Чем от дьявола спасаетесь?

Тэги: ленком, премьера, павел сафонов, кабала святош, театральная критика


ленком, премьера, павел сафонов, кабала святош, театральная критика Черно-белая гамма Булгакову идет. Фото с официального сайта театра

На свой 91-й сезон «Ленком» анонсировал постановки из зарубежной классики. Марк Захаров репетирует «Генриха IV» – хронику Шекспира, Александр Морфов готовит «Франкенштейна». А вот режиссер Павел Сафонов, с переменным успехом выпускающий премьеры на московских площадках, дебютировал на сцене «Ленкома» с «Кабалой святош», в которой Михаил Булгаков зарифмовал свой век с веком Мольера.

Одну из редакций драмы Булгаков обозначил как «пьесу из музыки и света». Кажется, этот авторский подзаголовок режиссер и взял за основу. Чего на сцене в изобилии, так это света и музыки (за нее отвечал Фаустас Латенас). И музыкальный ряд (не из подбора, что сегодня встретишь нечасто) со старинными переливами действительно разнообразен. Буквально каждая мизансцена «облечена» в свой саундтрек, заполняя главные лакуны – игру актеров и режиссерскую интерпретацию. Павел Сафонов – режиссер романтического мировоззрения, что на первый взгляд резонирует с «Кабалой…» в ее образе художника как пророка и жертвы, в антураже призрачного и сказочного Парижа. Причем для спектакля выбрано еще и акцентированное название – «Сны господина де Мольера…». Под сном, точнее кошмаром наяву, стоит, видимо, понимать все происходящее, обильно окутанное на сцене романтическим туманом и мраком, а чтобы зрителю было ясно наверняка, Игорь Миркурбанов, играющий Жана-Батиста де Мольера изнуренным, расхристанным странником, отчаянно моргает, будто силясь проснуться. Его игра в помешательство переходит (не изменяясь в актерской подаче) под конец в опьянение, оставляя висеть в воздухе то, как в булгаковской пьесе тонко проведен контрастный пунктир взлета и падения придворного драматурга, от моментов эйфории до душевного бессилия и физической смерти. Наблюдать за тем, как Миркурбанов весь спектакль старательно изображает духовные мучения, ближе к финалу все больше запутываясь в ногах и тяжело дыша в микрофон, не утомляет разве что ярых поклонников.

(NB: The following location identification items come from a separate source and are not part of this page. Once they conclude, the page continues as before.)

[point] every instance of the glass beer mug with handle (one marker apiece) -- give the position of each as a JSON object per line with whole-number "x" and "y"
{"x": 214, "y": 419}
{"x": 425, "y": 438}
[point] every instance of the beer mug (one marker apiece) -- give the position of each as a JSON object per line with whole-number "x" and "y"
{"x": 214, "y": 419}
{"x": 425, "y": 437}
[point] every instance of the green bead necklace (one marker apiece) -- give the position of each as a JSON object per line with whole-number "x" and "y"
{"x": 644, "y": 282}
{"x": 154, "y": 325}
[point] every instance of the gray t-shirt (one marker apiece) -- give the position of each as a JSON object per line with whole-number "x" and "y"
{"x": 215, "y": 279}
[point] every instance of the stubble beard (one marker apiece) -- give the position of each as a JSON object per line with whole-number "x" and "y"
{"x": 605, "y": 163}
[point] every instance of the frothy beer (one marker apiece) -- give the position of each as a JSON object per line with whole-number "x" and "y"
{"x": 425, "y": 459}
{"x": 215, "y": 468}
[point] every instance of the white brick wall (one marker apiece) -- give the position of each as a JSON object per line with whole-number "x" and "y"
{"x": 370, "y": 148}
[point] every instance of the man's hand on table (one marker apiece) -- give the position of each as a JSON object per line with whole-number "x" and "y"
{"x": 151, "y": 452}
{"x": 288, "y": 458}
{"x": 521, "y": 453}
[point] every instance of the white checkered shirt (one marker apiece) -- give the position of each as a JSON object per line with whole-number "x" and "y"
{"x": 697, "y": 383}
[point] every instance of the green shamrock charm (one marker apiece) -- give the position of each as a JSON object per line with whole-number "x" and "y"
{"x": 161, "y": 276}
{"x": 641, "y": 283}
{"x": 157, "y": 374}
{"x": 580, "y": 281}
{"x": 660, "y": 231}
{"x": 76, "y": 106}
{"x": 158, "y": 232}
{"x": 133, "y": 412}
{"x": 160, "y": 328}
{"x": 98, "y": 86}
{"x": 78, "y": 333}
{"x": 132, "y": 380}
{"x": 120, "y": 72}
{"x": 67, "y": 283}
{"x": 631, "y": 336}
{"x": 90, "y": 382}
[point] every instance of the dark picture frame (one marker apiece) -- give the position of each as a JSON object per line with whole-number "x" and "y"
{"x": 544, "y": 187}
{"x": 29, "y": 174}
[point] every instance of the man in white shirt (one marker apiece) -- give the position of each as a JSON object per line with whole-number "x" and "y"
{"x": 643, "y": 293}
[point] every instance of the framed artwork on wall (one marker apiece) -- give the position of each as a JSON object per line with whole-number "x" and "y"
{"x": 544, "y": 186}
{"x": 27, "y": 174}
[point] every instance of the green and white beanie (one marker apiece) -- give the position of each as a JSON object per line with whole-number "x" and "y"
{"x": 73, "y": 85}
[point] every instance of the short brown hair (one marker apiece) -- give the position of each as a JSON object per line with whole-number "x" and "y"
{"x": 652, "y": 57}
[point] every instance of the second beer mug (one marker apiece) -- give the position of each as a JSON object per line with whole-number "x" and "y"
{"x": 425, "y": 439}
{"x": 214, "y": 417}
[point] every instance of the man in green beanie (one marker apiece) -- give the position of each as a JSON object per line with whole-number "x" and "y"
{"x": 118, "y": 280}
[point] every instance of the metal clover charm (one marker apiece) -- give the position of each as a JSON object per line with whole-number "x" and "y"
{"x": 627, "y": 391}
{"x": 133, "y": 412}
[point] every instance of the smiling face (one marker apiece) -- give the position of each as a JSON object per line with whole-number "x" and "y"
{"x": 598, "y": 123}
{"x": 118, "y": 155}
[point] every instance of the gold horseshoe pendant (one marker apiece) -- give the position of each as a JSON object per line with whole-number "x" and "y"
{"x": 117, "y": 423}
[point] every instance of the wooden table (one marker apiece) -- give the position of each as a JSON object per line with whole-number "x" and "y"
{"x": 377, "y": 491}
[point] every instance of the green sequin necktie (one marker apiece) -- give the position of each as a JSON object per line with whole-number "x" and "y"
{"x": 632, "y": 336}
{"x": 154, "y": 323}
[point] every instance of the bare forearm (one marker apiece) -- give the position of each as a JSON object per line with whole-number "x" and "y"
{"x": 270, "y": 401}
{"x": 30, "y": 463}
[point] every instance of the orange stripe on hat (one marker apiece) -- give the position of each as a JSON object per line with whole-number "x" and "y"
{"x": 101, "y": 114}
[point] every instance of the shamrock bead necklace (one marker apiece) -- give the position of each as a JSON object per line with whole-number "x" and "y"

Первый световой луч из темноты падает на могилу комедиографа, на ней, как Библия на алтаре, – театральная маска. Ею закрывает лицо Миркурбанов, отделяя мир театра и жизни, картонно ломаясь в воспевании «короля-солнца». Ее, а не живого Мольера будет целовать Арманда Бежар (Александра Виноградова), отчуждаясь в самой первой любовной сцене. Мелодраматическая линия кровосмесительной любви актера и его дочери выдвигается на передовую, затушевывая злободневный потенциал пьесы (не зря она вновь появляется на афише то одного, то другого театра), который режиссер пускает на самотек, увлекаясь любовным треугольником в стиле мыльной оперы. Над чем в одиночку пытается подняться Анна Большова в роли Мадлены Бежар.

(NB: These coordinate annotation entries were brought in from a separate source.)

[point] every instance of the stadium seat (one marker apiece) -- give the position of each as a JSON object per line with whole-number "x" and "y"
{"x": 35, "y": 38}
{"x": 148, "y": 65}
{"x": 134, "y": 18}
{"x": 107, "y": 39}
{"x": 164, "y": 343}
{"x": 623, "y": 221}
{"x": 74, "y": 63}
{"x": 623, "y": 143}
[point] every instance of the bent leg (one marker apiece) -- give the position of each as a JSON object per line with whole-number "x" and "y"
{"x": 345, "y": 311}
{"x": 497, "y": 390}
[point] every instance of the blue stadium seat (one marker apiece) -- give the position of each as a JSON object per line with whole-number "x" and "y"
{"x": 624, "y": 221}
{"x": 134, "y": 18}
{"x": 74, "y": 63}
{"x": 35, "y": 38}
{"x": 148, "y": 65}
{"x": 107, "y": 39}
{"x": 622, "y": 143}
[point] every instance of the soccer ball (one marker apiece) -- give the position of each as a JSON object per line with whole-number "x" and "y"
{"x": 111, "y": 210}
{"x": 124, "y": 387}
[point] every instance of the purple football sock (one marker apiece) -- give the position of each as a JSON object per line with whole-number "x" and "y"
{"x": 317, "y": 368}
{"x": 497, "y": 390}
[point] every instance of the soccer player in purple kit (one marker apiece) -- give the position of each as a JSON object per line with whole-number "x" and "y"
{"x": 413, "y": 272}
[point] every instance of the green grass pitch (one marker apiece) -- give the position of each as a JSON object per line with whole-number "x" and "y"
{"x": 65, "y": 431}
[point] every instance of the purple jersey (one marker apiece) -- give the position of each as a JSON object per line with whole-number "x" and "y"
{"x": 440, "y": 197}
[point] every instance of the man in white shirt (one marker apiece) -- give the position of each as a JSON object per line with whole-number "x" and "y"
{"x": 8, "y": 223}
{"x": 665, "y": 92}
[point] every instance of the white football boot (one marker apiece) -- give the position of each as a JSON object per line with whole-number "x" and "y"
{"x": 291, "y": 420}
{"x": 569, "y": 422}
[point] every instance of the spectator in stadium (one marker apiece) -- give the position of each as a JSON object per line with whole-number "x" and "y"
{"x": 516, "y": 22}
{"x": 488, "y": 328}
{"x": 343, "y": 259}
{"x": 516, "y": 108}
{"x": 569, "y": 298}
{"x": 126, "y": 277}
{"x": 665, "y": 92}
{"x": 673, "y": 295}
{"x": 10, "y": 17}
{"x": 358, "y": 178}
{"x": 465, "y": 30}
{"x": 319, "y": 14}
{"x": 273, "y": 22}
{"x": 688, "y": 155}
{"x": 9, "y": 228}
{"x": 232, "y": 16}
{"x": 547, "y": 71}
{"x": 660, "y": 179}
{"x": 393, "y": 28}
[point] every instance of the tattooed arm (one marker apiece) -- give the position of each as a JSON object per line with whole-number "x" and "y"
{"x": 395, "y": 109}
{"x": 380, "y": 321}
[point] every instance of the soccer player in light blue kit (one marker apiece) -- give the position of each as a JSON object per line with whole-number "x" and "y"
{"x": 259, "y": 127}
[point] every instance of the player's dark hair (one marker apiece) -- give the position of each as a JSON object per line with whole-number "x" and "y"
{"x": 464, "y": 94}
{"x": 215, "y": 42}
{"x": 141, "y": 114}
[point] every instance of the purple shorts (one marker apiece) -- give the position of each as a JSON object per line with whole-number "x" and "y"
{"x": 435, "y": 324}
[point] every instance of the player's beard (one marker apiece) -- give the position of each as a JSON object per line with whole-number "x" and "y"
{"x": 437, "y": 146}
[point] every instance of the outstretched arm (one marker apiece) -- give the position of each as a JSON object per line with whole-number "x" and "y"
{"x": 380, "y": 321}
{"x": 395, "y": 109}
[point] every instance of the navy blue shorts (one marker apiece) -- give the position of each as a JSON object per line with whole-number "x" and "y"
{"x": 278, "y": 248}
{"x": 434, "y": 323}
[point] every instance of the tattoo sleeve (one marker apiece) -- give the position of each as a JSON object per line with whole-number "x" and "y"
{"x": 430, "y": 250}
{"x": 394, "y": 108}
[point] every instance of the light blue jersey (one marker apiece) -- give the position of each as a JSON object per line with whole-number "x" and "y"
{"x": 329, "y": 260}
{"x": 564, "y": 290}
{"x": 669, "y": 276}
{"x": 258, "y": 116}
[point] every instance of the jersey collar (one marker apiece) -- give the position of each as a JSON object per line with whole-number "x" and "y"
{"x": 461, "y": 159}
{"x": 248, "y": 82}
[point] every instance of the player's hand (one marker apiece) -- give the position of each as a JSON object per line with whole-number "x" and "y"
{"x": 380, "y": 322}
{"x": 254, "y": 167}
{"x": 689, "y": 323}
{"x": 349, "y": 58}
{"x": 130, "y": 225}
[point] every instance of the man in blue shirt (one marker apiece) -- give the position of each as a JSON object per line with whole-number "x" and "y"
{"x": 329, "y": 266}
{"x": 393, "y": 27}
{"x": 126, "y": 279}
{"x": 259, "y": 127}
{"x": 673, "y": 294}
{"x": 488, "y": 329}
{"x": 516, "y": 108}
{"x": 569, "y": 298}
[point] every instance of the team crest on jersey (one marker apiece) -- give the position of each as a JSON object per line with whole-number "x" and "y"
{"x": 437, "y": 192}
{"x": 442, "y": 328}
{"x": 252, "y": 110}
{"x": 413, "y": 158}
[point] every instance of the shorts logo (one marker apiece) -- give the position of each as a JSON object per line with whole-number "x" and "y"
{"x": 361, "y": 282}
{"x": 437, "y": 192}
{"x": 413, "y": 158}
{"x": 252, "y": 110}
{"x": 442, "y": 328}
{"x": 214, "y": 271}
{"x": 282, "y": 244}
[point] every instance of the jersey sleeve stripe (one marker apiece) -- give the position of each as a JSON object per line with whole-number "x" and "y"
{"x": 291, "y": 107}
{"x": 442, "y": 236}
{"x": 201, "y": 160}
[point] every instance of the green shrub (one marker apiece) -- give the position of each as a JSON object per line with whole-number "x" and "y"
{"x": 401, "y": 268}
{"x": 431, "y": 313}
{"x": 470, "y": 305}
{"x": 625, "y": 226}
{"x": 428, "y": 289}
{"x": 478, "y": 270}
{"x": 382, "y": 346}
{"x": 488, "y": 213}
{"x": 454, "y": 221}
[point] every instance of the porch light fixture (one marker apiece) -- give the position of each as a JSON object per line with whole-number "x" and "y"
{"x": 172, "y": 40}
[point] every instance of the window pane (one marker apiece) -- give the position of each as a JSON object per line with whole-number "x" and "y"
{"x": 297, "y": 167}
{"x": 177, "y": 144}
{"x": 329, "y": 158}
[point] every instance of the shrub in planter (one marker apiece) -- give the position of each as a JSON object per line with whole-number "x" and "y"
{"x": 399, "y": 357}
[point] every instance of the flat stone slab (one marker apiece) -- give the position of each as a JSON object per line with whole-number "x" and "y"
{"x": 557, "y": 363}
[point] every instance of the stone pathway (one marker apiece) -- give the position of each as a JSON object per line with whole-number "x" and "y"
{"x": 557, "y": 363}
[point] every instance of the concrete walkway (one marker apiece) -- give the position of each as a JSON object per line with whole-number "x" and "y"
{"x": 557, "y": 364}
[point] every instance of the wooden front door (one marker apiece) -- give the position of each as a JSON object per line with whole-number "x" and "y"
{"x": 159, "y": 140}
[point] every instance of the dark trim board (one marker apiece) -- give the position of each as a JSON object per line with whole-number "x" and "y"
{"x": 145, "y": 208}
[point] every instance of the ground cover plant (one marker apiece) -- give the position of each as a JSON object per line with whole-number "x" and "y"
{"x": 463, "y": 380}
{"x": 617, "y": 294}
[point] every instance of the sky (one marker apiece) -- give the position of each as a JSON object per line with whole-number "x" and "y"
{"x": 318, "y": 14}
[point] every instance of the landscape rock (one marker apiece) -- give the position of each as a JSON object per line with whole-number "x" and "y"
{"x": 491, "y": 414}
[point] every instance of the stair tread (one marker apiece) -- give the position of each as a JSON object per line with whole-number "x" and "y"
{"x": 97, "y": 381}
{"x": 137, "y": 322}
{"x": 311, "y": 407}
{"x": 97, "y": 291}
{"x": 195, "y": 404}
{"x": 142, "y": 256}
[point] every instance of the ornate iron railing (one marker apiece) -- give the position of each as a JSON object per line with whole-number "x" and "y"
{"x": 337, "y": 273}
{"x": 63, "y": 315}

Так и добротные декорации Мариуса Яцовскиса – громоздкая декорированная рама с зеркальной стеной и нависающей горгульей – сюда, как ожившая картина, вписывается спектакль – представляют собой излишнее украшательство, а не конструкцию-идею. И оригинальные, но перенасыщенные костюмы Евгении Панфиловой (ловко сочиненные, но перегруженные эпохами) вынуждены заполнить опустевшее пространство смысла. Театр и жизнь – две стороны одной маски – в спектакле никак, кроме полета белого облачка муки – гримировальной пудры, не оттенены, почти не замечены, даны только в клоунских манжетах слуг и шута. Эту выспренную не театральность даже, а театральщину Павел Сафонов преданно любит, стремясь найти в ней лирическую ноту.

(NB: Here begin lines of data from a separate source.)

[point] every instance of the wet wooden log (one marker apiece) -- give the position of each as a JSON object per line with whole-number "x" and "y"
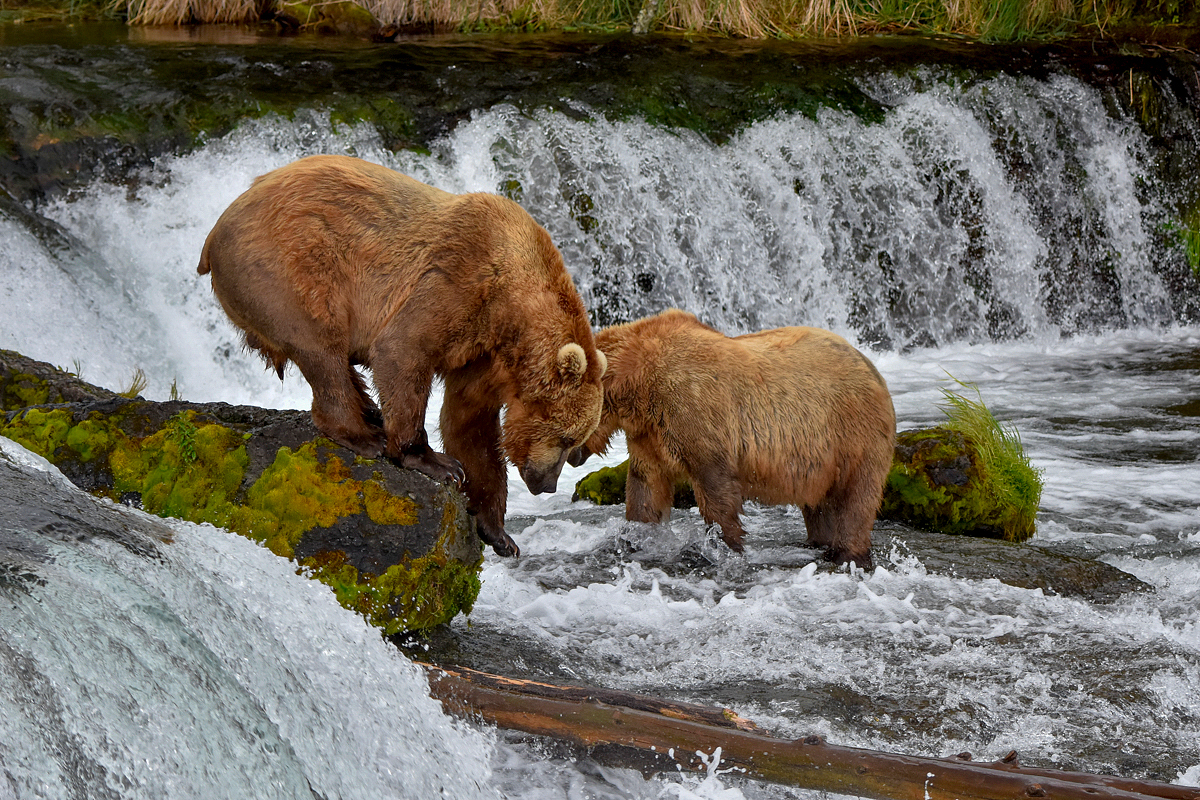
{"x": 688, "y": 735}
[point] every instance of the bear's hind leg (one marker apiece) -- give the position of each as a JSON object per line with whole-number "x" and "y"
{"x": 340, "y": 403}
{"x": 649, "y": 489}
{"x": 843, "y": 527}
{"x": 719, "y": 498}
{"x": 403, "y": 379}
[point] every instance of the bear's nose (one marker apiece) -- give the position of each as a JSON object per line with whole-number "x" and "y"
{"x": 540, "y": 481}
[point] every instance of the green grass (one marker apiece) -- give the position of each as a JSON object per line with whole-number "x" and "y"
{"x": 1015, "y": 483}
{"x": 988, "y": 20}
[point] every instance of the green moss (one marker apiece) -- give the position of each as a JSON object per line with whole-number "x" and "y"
{"x": 24, "y": 390}
{"x": 298, "y": 492}
{"x": 411, "y": 596}
{"x": 195, "y": 470}
{"x": 43, "y": 432}
{"x": 967, "y": 476}
{"x": 605, "y": 486}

Кроме любимых булгаковских сцен (вроде плюющихся святош) спектакль спасают бойкие появления комичного «тушильщика свечей» Жан-Жака Бутона (точная, но не дожатая балаганная роль Ивана Агапова) и редкие выходы Виктора Вержбицкого в роли Людовика. Здесь Вержбицкий не предстает в новом актерском качестве, как, положим, у Константина Богомолова, но хотя бы задает планку, чего не скажешь об остальных актерских работах, потерянных без твердой режиссерской руки. Вержбицкий играет филигранно и церемонно, выделывая редкие фразы до блестящих реприз, вызывая смех издевательской интонацией и «старорежимным» произношением. Его сияющий лоском аристократический костюм троится между веком дворцов, партийных кабинетов и элитных вилл. Холеные пальцы увешаны перстнями. Голова лишний раз не повернется – достоинство и самолюбование, смешанное с презрением, сквозит в каждом шаге. Именно презрительное отвращение будет сверкать в его последнем взгляде, брошенном на растоптанного, обессиленного Мольера. И если в первом акте Людовик самодовольно купается в собственной демократичности и неугасимой иронии, то во втором – и сам страдает от несомой миссии, брезгует доносчиком и утомлен шакалом-архиепископом (Дмитрий Гизбрехт). И в этой роли, при всей кажущейся однозначности образа равнодушного тирана-иезуита, актер оставляет манкую недоговоренность. Подлинную театральную загадку.  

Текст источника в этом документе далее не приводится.